Why does it matter? Being aware of recent developments allows a timely and informed response.

A summary of recent developments:

IASB finalises amendments to current and non-current classification

The IASB has finalised amendments to clarify how an entity classifies liabilities with covenants as current or non-current. The amendments amend earlier amendments that are not yet effective and which had created some uncertainties in interpretation. The previous amendments cannot be early adopted without also applying the new amendments.

The AASB is expected to make equivalent amendments in due course. The new requirements are effective on a retrospective basis for annual reporting periods beginning 1 January 2024 (a year later than the original amendments) and will also introduce new disclosures about covenants. Entities should consider the revised requirements in relation to existing and new borrowings that are expected to be in place when the amendments become effective.

More information can be found in iGAAP in Focus IASB issues amendments to IAS 1 regarding the classification of liabilities with covenants.

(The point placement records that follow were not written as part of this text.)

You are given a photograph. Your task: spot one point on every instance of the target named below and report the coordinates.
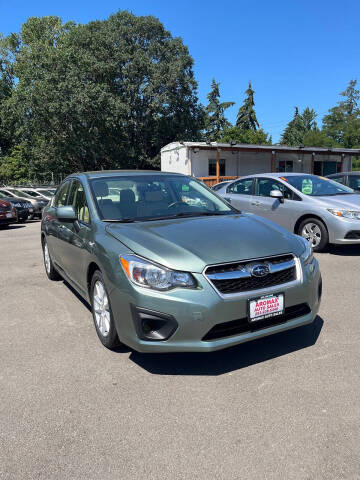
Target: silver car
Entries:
(318, 209)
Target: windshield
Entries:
(32, 193)
(47, 193)
(152, 197)
(316, 186)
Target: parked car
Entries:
(23, 208)
(350, 179)
(33, 192)
(164, 275)
(47, 192)
(219, 185)
(37, 204)
(320, 210)
(7, 213)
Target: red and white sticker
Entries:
(266, 307)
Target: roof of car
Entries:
(108, 173)
(343, 173)
(277, 175)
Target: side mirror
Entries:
(277, 194)
(67, 214)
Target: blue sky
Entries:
(295, 52)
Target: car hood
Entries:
(347, 202)
(192, 243)
(15, 200)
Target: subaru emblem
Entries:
(260, 270)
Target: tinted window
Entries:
(354, 182)
(266, 185)
(242, 187)
(316, 186)
(218, 186)
(60, 198)
(339, 179)
(145, 197)
(78, 200)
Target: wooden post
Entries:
(272, 161)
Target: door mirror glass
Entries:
(277, 194)
(67, 213)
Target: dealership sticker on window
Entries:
(306, 187)
(266, 307)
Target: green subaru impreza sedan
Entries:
(167, 265)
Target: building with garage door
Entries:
(214, 162)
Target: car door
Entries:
(240, 193)
(75, 237)
(354, 182)
(283, 213)
(340, 178)
(52, 225)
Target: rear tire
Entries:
(50, 270)
(314, 230)
(102, 312)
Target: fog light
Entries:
(153, 326)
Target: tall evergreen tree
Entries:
(298, 127)
(342, 124)
(246, 117)
(215, 121)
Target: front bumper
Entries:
(197, 311)
(4, 220)
(343, 231)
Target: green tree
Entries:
(342, 124)
(319, 138)
(215, 121)
(246, 117)
(14, 167)
(108, 94)
(251, 137)
(298, 127)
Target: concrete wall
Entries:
(175, 158)
(178, 158)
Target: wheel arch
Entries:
(90, 272)
(304, 217)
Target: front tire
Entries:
(102, 312)
(315, 232)
(50, 270)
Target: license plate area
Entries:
(266, 306)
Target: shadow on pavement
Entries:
(14, 226)
(77, 295)
(344, 250)
(234, 358)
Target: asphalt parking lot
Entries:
(286, 406)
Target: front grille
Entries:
(236, 277)
(236, 327)
(353, 235)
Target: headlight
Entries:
(307, 254)
(147, 274)
(352, 214)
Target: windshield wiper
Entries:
(122, 220)
(186, 214)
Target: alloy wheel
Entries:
(101, 308)
(312, 233)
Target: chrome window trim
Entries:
(268, 290)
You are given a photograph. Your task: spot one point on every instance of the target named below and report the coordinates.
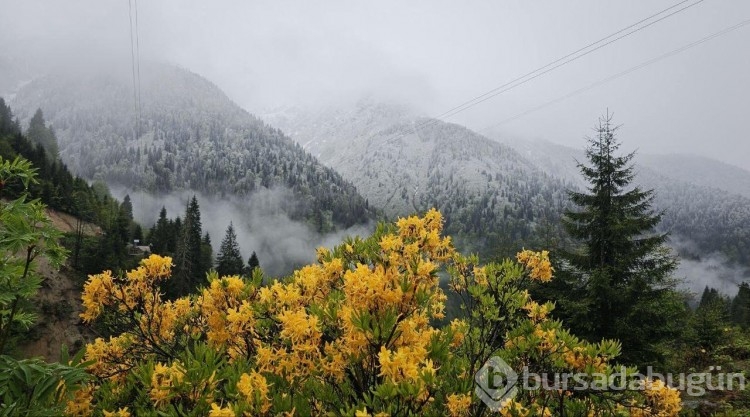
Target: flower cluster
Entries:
(354, 333)
(537, 263)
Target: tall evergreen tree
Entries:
(207, 255)
(619, 280)
(229, 259)
(740, 308)
(252, 264)
(161, 234)
(41, 134)
(189, 270)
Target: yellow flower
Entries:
(458, 404)
(362, 413)
(537, 263)
(254, 388)
(123, 412)
(163, 381)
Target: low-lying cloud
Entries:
(281, 244)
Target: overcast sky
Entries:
(434, 55)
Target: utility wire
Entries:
(573, 56)
(138, 64)
(132, 61)
(622, 73)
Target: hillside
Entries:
(501, 192)
(487, 192)
(191, 137)
(707, 210)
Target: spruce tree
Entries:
(40, 134)
(189, 270)
(160, 234)
(740, 307)
(619, 280)
(252, 264)
(229, 259)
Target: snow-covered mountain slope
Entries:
(403, 163)
(515, 189)
(191, 136)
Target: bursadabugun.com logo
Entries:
(496, 382)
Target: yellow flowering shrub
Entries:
(362, 331)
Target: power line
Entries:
(622, 73)
(132, 61)
(138, 65)
(573, 56)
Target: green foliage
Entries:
(252, 264)
(41, 134)
(25, 233)
(32, 387)
(618, 284)
(192, 256)
(740, 307)
(229, 259)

IOSCO calls for transparency in financial reporting

The Board of the International Organization of Securities Commissions (IOSCO) has issued a public statement encouraging issuers, external auditors, as well as audit committees (or those charged with governance) to be particularly vigilant in times of economic uncertainty in their consideration of how risks and uncertainties that could affect or have affected an issuer’s operations, financial condition, cash flows and prospects can be transparently communicated to investors.

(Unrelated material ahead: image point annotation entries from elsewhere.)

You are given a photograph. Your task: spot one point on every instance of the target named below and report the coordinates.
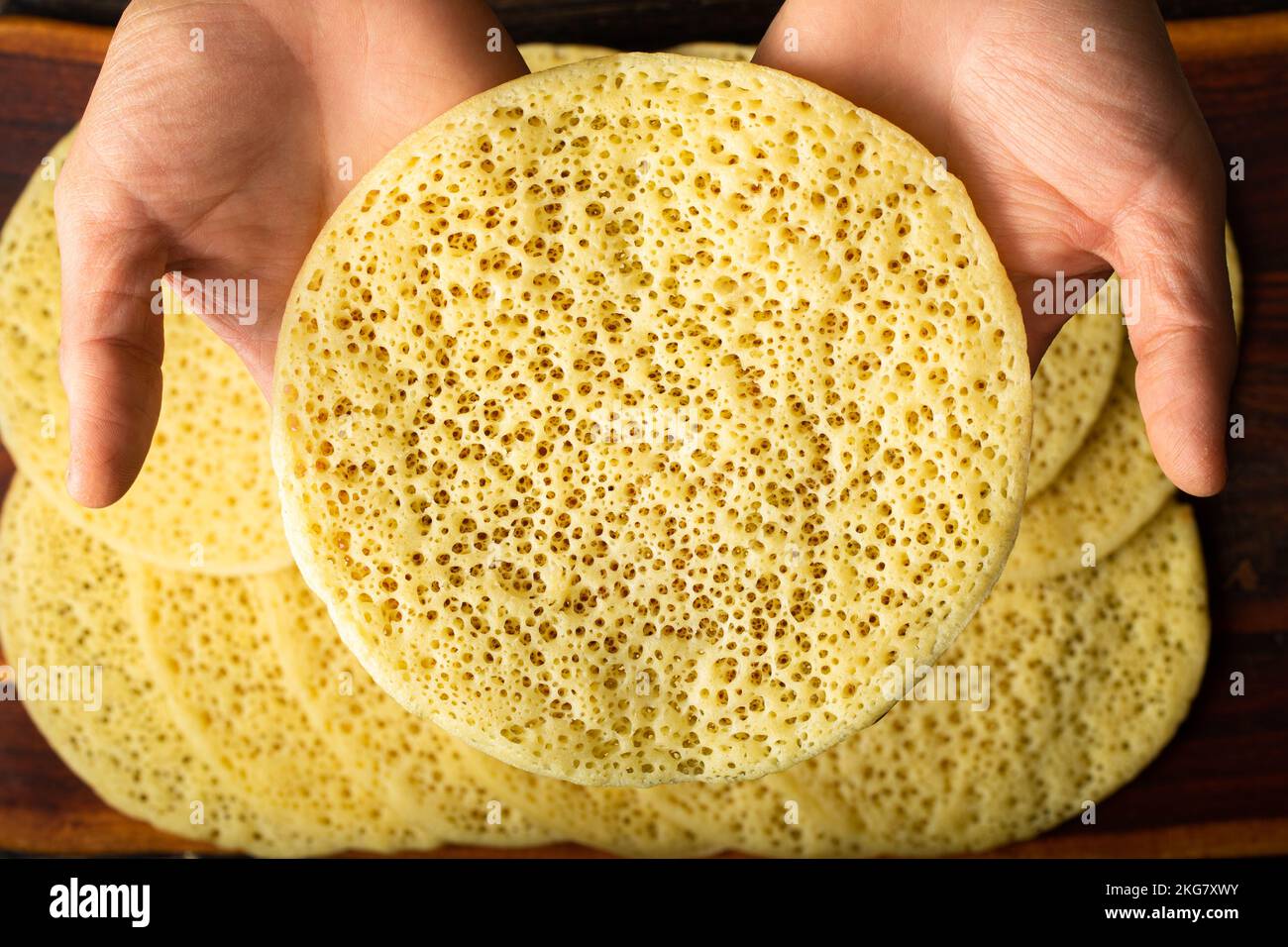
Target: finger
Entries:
(1046, 311)
(1168, 247)
(231, 309)
(110, 355)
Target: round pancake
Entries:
(206, 499)
(64, 603)
(439, 789)
(735, 52)
(1090, 676)
(631, 453)
(618, 819)
(1070, 386)
(546, 55)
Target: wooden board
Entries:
(1220, 789)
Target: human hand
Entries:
(224, 162)
(1077, 162)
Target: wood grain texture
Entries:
(1220, 789)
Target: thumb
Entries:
(1170, 252)
(112, 342)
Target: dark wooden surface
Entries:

The statement highlights the following financial statement considerations:

  • Going concern
  • Events after the reporting period
  • Updating and assessing significant judgements, estimates and estimation uncertainty
  • Cybersecurity risks
  • Non-GAAP financial measures.

APES 205 revised to respond to the removal of the reporting entity concept and pending accounting policy disclosure changes

The Accounting Professional & Ethical Standards Board (APESB) has issued a revised APES 205 Conformity with Accounting Standards, which addresses recent changes to Australian Accounting Standards to remove the reporting entity concept for most for-profit private sector entities and the forthcoming change to the disclosure of ‘material accounting policy information’ rather than ‘significant accounting policies’.

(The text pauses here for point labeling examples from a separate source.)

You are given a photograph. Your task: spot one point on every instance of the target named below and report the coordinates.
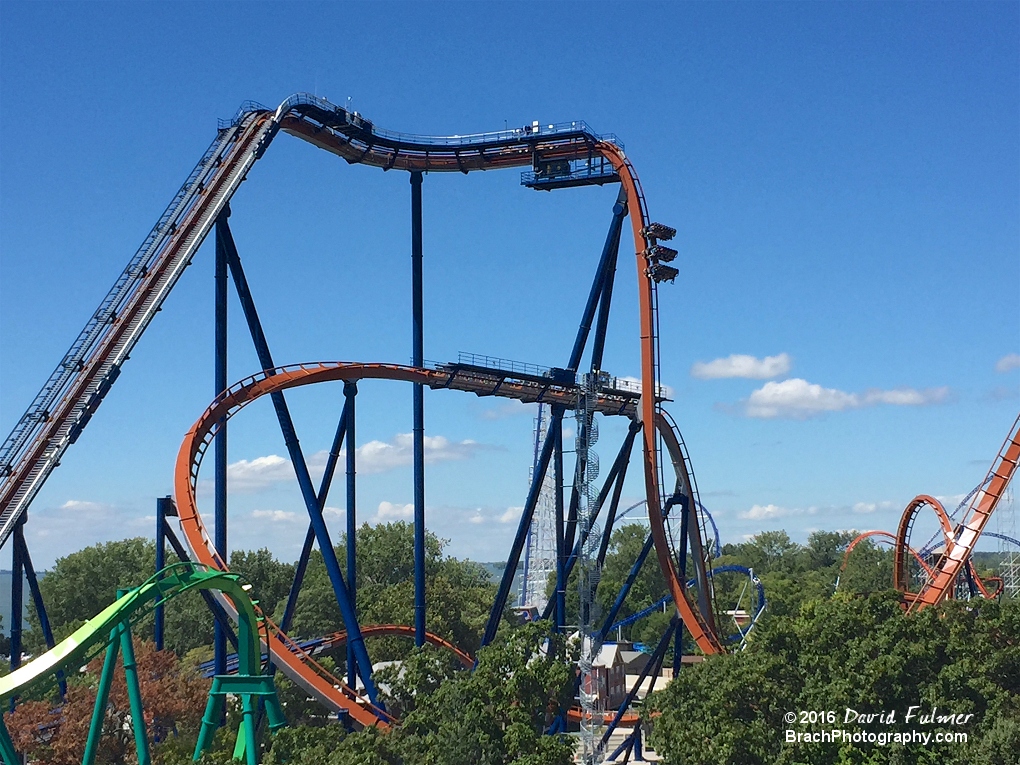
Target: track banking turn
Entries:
(297, 660)
(571, 152)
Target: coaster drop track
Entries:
(558, 156)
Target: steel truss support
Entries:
(525, 521)
(559, 604)
(614, 481)
(652, 670)
(599, 298)
(625, 590)
(219, 440)
(300, 466)
(26, 571)
(164, 534)
(350, 399)
(417, 359)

The revised APES 205 requires special purpose financial statements to disclose ‘material accounting policies’ and to also comply with any Australian Accounting Standards that apply to those financial statements. The revised APES 205 is effective from 1 January 2023, with early adoption permitted. More information can be found in the APESB Technical Alert.

Global sustainability reporting developments – Recent updates on progress toward new global sustainability reporting disclosure standards:

  • ISSB update – The International Sustainability Standards Board (ISSB) met in October 2022 and subsequently held a supplementary November 2022 meeting in addition to the main November 2022 meeting. The ISSB is rapidly progressing redeliberations with a view to issuing finalised IFRS Sustainability Disclosure Standards as early as possible in 2023
  • New Integrated Reporting and Connectivity Council – The IFRS Foundation has announced the formation and membership of a new advisory group, the Integrated Reporting and Connectivity Council (IRCC). The IRCC has a diverse membership and will advise on how reporting required by the IASB and ISSB could be integrated
  • CDP to include ISSB climate standard – the ISSB and CDP (formerly the Carbon Disclosure Project) have announced that the CDP will incorporate the forthcoming ISSB climate-related IFRS® Sustainability Disclosure Standard (IFRS S2) into its global environmental disclosure platform, with effect from the 2024 reporting cycle. This will effectively accelerate the early adoption of the IFRS S2 standard by entities reporting under the CDP framework
  • TCFD 2022 Status Report – The Task Force on Climate-related Financial Disclosures (TCFD) has published its 2022 Status Report. An accompanying announcement notes growing support for the TCFD recommendations (on which the ISSB’s proposals are based) and steady growth in the average number of recommended disclosures being disclosed.